What i call the second Euler's Number

[x2thay]

Everyone of us know about the famous euler's number, which is e, which is aproximately 2.7182818...(as far as i cam remember)...which is used for many things in calculus...

Well, i was wondering where the heck does e come from and i realize after searching in the web, that e is the limit as x aproaches to the infinite, of the function f(x)=(1+1/x)^x or f(x)=(1+x)^(1/x). And this is awesome! Because i had no idea e was a limit! lol

Anyway, next thing i was wondering about was: what if the '+' sinal in the function f(x)=(1+1/x)^x gets switched to an '-'? The function would become: f(x)=(1-1/x)^x.

Here are the functions: http://www.geocities.com/just_dre/e3e.GIF

Well, i graphed both functions and as expected, f(x)=(1+1/x)^x aproachs to e. But the other function (the grey one) has a different limit which is aproximately 0,3678794409875026009331610590813...

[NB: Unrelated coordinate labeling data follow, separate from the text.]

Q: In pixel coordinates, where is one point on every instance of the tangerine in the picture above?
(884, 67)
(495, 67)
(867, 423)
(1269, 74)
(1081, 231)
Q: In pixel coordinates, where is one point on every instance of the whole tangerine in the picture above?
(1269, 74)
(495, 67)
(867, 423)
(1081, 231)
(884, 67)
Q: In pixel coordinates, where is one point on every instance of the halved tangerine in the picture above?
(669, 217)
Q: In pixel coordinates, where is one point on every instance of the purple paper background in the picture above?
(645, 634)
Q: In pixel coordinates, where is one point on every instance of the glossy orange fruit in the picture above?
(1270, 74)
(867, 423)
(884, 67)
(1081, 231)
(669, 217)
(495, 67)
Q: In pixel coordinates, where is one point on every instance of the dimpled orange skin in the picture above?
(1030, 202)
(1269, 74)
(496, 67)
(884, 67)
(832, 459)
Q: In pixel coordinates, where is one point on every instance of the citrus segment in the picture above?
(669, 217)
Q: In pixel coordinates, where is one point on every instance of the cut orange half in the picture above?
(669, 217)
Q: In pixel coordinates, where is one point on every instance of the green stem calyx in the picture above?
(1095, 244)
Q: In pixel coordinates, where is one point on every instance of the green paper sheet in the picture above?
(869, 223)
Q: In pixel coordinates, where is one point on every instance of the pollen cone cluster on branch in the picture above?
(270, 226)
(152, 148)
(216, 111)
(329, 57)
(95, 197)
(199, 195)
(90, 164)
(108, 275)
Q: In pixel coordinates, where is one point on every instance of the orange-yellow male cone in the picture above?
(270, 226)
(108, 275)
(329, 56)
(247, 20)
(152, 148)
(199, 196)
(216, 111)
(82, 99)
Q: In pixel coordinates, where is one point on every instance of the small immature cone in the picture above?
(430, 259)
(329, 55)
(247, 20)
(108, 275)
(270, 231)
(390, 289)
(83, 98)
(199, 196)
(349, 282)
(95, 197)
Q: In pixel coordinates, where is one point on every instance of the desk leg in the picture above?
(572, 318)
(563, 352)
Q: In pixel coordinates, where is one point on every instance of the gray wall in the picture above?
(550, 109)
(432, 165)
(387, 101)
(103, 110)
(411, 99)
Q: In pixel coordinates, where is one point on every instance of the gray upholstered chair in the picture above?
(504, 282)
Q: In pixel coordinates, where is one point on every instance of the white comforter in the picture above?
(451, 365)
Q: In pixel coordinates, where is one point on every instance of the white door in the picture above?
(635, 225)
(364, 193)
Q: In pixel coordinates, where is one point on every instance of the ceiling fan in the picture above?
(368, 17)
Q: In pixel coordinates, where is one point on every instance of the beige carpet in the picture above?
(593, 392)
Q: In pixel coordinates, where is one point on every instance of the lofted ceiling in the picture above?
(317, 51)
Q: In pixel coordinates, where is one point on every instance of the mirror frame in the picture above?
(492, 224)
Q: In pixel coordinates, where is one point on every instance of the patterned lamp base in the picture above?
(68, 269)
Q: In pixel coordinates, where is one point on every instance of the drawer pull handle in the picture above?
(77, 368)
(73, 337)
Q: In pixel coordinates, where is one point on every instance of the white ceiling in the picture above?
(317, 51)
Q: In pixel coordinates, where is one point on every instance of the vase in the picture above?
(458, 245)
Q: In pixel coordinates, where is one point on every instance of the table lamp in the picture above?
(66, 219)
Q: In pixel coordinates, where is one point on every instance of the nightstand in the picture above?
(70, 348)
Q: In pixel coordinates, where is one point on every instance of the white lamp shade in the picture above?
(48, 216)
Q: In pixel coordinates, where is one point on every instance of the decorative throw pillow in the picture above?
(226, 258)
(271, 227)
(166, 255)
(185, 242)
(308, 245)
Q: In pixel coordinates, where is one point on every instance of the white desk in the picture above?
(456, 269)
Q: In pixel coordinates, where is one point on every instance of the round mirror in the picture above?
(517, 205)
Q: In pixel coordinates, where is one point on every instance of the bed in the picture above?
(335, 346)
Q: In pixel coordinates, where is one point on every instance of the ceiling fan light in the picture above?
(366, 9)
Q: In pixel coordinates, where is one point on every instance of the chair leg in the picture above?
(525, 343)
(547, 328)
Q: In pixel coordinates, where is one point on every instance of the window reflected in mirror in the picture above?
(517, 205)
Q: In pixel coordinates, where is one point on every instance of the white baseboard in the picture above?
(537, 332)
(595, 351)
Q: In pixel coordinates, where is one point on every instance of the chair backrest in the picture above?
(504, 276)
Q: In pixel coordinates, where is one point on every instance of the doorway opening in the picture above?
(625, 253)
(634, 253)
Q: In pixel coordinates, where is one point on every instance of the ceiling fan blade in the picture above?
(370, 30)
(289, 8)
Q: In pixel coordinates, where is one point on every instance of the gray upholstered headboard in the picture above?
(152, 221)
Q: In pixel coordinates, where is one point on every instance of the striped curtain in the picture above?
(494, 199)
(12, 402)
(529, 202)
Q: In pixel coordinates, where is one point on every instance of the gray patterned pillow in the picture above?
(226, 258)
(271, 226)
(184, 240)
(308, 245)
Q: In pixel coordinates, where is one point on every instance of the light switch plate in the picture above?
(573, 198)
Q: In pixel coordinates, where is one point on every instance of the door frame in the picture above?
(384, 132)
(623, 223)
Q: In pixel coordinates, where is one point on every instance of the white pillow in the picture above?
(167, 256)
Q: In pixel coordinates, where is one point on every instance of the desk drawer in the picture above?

My question is: does this new irrational constant have any meaning? If f(x)=(1+1/x)^x has, why can't f(x)=(1-1/x)^x?

Hope you can help me...^^

iMiguel

 

[quasar987]

it's fairly easy to see that for any real number y,

$$\lim_{x\rightarrow \infty}\left(1+\frac{y}{x}\right)^x = e^y$$

In particular,

$$\lim_{x\rightarrow \infty}\left(1-\frac{1}{x}\right)^x = e^{-1}$$

Note also that e^y can equivalently be defined in terms of its power series expansion as the solution to the differential equation f '(y)=f(y).

 

[a.a]

The number is defined as the limit of (1+1/n)^n as n approched infinity.
My question is why is that limit the number e. If you evaluate it useing the subsistutaion method, you get the limit is 1.

E is also defined as the limit of (1+n)^(1/n) as n approaches 0. Using the substitution method isn't this limit also 1?

 

[CompuChip]

The number is defined as the limit of (1+1/n)^n as n approched infinity.
My question is why is that limit the number e.

One could take that as a definition. Or one could prove that it satisfies the definition you take for e, for example, if you define e to be the number such that $de^y/dy = e^y$ you can differentiate the expression in quasars post and show that it equals its own derivative in the limit $x \to \infty$, or you can plug in the power expansion and show that it is the same number.

If you evaluate it useing the subsistutaion method, you get the limit is 1. E is also defined as the limit of (1+n)^(1/n) as n approaches 0. Using the substitution method isn't this limit also 1?

You made me curious, can you show us how you do that?

 

[Hurkyl]

If you evaluate it useing the subsistutaion method, you get the limit is 1.

No you don't; $1^{+\infty}$ is an indeterminate form.